A Novel Entropy Metric for Unified Analysis of Temporal, Spatial, and Spectral EEG Properties

Signal complexity analysis plays a crucial role in biomedical research, particularly in electroencephalography (EEG), for early disease diagnosis and cognitive monitoring. However, traditional entropy-based methods lack robustness, suffer from limitations such as sensitivity to noise, and fail to capture the multi-frequency structure of brain signals. To address these challenges, this study introduces Multivariate Multiscale Multi-Frequency Entropy (M3FrEn), a novel complexity metric that simultaneously incorporates multiscale dynamics, multichannel dependencies, and multi-frequency structure into a unified entropy-based framework. M3FrEn was evaluated using both simulated signals and real EEG data from 52 healthy subjects and 52 patients with Alzheimer's Disease (AD). Compared to existing entropy-based metrics, simulated tests demonstrated that M3FrEn reliably discriminates signals with varying complexity levels and maintains stability across embedding dimensions and data lengths.

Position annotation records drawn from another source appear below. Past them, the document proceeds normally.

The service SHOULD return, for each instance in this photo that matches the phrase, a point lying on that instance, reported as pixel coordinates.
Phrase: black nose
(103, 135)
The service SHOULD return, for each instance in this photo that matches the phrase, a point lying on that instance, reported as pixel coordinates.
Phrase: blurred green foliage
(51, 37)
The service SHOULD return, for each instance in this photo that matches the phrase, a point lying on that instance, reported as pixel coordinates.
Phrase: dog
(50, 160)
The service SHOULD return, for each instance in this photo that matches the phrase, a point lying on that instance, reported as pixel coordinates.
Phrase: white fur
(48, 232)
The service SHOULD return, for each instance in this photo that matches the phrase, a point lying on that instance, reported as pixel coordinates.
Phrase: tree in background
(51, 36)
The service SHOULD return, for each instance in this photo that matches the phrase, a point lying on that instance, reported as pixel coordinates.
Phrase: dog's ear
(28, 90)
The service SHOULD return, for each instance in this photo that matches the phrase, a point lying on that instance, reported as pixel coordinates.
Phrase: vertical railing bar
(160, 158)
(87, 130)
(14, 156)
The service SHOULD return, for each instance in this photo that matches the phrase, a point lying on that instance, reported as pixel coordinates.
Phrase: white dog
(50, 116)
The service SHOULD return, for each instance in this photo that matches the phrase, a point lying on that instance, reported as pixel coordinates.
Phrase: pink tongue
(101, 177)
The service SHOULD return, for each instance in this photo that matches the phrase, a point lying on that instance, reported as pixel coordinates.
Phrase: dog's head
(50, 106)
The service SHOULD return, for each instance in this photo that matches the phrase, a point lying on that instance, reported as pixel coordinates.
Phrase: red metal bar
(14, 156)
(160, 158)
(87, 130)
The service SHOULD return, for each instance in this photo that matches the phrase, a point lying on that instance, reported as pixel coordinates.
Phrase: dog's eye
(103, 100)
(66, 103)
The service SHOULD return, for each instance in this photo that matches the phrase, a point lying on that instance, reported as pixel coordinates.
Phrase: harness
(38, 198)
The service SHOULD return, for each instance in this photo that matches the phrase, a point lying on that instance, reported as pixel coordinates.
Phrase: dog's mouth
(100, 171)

Applied to real EEG data, M3FrEn identified statistically significant differences (pvalue < 0.05) between AD and control groups across multiple brain regions and frequency bands. Compared to benchmark methods, M3FrEn yielded more robust and consistent group separation. In addition, binary classification based on M3FrEn features achieved 85% accuracy, with 100% sensitivity and 70% specificity. These results demonstrate that M3FrEn offers a powerful tool for EEG-based complexity analysis and holds promise for clinical applications in early-stage neurological disease detection.